Shareholders of G8 Education Ltd (ASX: GEM) had to remain patient over the last eight months or so, but those who did are set to reap the rewards in the long run.
In the time between September 2014 and April 2015, shares of Australia's largest for-profit childcare centre operator plunged a whopping 43% from a high of $5.63 to just $3.21 based on concerns of increased government regulation.
However, it has since managed to regain nearly 25% to be trading at $4.00, and that upward trend looks set to continue. In fact, UBS has even slapped a $6.22 12-month price target on the stock, as reported by the Fairfax press, thanks in large part to the government's planned increase in childcare subsidiaries.

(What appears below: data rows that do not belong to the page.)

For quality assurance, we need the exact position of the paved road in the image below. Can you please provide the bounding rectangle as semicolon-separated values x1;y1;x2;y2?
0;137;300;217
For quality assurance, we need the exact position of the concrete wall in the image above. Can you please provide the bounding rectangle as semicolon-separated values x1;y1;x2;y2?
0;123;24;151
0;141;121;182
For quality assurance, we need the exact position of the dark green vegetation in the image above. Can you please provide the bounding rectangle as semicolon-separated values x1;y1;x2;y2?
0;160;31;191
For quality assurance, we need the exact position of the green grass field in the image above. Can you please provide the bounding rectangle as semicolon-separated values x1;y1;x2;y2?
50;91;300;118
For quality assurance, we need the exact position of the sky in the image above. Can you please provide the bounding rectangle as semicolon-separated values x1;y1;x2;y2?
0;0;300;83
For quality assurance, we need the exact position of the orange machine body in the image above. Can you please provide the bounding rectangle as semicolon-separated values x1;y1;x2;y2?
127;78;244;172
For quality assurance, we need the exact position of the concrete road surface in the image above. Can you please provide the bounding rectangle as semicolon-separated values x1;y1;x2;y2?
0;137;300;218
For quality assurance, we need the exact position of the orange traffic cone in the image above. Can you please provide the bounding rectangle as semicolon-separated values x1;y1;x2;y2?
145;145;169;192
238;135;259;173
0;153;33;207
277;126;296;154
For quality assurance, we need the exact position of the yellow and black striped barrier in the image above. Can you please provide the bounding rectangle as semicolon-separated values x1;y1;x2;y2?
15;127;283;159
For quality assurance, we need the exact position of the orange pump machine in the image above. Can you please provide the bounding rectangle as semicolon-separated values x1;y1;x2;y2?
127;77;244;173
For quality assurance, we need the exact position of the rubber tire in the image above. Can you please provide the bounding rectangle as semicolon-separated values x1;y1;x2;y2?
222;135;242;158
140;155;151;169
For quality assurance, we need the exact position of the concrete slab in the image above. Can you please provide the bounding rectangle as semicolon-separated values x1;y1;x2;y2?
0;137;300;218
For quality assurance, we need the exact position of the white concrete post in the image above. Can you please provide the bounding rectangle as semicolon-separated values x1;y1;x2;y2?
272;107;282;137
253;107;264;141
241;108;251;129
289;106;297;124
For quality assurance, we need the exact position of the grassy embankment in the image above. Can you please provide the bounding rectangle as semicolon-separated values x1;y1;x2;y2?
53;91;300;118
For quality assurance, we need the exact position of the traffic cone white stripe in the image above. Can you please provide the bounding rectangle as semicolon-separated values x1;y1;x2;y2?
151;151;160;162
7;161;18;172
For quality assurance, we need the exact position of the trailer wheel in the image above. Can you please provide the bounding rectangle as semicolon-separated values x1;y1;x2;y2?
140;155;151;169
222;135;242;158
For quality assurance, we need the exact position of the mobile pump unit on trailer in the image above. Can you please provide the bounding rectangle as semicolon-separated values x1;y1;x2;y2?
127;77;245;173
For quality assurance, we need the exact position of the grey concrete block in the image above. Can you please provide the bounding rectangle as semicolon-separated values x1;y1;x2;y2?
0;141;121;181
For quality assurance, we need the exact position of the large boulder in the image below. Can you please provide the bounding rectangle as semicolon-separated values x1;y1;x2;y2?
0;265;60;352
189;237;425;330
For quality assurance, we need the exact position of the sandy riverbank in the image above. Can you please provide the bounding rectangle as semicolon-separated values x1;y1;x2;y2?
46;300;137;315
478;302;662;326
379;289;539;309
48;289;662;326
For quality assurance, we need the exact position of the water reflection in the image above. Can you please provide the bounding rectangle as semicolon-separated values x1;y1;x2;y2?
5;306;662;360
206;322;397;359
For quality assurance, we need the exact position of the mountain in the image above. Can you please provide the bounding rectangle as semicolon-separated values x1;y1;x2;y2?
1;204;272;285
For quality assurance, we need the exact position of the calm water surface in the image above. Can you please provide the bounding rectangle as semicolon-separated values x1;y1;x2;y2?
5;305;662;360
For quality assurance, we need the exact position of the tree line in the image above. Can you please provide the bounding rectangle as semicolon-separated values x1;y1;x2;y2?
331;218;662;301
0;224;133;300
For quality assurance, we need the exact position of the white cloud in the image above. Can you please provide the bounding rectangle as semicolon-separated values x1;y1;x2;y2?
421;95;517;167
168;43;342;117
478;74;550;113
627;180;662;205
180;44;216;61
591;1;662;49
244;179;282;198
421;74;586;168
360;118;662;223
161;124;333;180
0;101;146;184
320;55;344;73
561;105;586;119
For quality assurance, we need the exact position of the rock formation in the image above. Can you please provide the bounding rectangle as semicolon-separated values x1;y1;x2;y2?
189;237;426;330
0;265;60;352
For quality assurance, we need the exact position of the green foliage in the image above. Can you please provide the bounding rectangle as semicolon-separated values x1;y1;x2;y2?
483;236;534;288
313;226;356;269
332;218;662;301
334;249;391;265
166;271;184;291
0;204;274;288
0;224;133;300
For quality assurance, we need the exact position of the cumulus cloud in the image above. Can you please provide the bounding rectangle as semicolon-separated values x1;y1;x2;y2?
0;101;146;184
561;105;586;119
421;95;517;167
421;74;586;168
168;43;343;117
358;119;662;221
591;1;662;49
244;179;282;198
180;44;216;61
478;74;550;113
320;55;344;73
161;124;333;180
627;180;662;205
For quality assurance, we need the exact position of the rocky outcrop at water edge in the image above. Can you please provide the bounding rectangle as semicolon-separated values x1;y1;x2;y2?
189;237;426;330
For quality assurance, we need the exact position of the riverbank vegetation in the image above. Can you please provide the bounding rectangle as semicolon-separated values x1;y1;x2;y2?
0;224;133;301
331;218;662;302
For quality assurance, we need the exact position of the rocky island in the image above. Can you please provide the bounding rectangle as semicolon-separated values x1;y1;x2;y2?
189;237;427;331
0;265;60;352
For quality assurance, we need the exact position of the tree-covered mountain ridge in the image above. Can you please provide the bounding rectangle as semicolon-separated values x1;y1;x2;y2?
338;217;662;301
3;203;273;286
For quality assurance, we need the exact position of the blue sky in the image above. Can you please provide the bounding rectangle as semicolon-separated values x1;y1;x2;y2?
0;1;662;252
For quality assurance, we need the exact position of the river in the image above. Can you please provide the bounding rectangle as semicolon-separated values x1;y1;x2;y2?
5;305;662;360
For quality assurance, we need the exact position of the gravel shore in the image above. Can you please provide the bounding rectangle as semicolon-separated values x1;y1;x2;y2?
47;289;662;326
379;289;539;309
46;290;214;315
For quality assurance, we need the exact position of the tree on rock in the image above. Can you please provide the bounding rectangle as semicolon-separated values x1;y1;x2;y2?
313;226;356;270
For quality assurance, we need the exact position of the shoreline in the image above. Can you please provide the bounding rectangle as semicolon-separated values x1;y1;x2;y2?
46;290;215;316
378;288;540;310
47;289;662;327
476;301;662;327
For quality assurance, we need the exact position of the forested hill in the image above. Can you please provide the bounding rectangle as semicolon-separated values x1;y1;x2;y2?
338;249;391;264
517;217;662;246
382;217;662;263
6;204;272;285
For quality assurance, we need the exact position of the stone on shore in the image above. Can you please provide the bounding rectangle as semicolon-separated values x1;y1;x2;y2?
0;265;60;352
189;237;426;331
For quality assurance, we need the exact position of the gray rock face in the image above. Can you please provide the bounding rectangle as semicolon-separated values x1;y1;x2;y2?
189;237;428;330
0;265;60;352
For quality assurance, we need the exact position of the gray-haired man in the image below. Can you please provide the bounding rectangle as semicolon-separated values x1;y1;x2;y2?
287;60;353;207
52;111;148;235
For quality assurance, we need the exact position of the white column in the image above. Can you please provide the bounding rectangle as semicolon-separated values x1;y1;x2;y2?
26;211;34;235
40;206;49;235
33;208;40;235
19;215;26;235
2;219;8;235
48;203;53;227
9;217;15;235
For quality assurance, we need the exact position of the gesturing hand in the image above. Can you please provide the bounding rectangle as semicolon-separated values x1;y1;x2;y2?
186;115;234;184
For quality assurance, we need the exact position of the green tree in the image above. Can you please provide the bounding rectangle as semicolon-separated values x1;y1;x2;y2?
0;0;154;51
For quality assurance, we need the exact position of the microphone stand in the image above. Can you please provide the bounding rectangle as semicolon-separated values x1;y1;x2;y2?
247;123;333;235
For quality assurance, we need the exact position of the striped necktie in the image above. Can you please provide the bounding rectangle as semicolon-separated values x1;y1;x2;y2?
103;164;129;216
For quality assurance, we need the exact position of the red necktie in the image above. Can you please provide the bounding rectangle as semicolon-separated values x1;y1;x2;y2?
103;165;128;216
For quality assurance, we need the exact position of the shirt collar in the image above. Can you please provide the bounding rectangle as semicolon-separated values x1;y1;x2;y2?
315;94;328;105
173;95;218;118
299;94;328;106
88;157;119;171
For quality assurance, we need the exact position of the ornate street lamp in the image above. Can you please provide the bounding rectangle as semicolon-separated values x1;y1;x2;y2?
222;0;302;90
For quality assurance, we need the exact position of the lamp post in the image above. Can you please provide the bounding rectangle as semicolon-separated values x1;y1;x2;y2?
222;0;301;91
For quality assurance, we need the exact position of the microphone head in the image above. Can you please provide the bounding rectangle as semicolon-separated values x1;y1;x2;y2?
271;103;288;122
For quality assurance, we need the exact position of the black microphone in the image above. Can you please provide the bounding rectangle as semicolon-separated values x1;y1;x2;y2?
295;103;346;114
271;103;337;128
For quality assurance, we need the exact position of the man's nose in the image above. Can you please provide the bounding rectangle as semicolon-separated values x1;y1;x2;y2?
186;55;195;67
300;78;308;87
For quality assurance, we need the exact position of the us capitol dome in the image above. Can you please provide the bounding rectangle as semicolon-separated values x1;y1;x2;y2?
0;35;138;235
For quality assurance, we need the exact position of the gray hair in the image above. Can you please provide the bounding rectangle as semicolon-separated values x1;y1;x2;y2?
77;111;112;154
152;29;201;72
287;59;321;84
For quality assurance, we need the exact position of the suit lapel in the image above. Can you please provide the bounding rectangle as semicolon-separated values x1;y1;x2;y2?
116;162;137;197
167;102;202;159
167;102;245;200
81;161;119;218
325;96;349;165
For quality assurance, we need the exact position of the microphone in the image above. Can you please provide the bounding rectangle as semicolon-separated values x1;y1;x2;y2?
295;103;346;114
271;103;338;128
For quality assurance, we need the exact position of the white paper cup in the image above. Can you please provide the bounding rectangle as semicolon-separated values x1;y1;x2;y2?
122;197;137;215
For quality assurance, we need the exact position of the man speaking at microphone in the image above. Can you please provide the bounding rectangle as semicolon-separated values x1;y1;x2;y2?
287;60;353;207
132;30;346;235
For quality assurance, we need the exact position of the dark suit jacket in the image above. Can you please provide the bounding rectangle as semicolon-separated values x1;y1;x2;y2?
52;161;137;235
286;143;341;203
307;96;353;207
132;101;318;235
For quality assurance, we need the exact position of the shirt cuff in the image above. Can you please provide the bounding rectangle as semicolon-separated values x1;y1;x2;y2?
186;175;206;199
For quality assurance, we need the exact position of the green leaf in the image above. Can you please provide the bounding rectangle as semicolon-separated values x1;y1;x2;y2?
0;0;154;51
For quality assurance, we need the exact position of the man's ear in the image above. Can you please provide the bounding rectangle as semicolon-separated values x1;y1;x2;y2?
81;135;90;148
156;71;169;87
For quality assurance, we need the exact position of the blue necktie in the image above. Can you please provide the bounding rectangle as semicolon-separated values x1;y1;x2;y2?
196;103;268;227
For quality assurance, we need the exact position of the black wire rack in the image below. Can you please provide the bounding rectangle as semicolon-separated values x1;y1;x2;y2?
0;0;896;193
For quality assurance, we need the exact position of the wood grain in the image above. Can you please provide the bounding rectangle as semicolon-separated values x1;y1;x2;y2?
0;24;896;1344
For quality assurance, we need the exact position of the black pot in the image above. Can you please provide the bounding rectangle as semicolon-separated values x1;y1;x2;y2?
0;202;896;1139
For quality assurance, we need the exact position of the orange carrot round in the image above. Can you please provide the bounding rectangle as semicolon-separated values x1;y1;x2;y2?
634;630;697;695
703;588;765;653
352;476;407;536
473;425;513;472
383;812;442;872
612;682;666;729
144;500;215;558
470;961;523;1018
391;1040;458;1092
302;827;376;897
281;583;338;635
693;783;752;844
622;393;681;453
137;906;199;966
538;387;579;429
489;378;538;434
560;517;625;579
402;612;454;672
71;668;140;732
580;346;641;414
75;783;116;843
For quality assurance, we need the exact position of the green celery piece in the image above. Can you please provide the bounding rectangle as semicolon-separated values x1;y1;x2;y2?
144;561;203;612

When Joe Hockey read out the 2015 Federal Budget on Tuesday evening, he confirmed reports that an additional $3.5 billion would be allocated to childcare in an effort to improve affordability and access to the sector.
In addition, the changes are also designed to encourage new parents to return to the workforce sooner to boost the employment rate. While this could well see an increase in occupancy in G8 Education's childcare centres, it also provides scope for the company to increase its prices.
As it continues on its path to opening new centres, this could prove to be a profitable development for the company. Although G8 Education remains my preferred stock to benefit from the changes, its rivals Affinity Education Group Ltd (ASX: AFJ), Folkestone Education Trust (ASX: FET) and Think Childcare and Education Ltd (ASX: TNK) are also likely to receive a boost.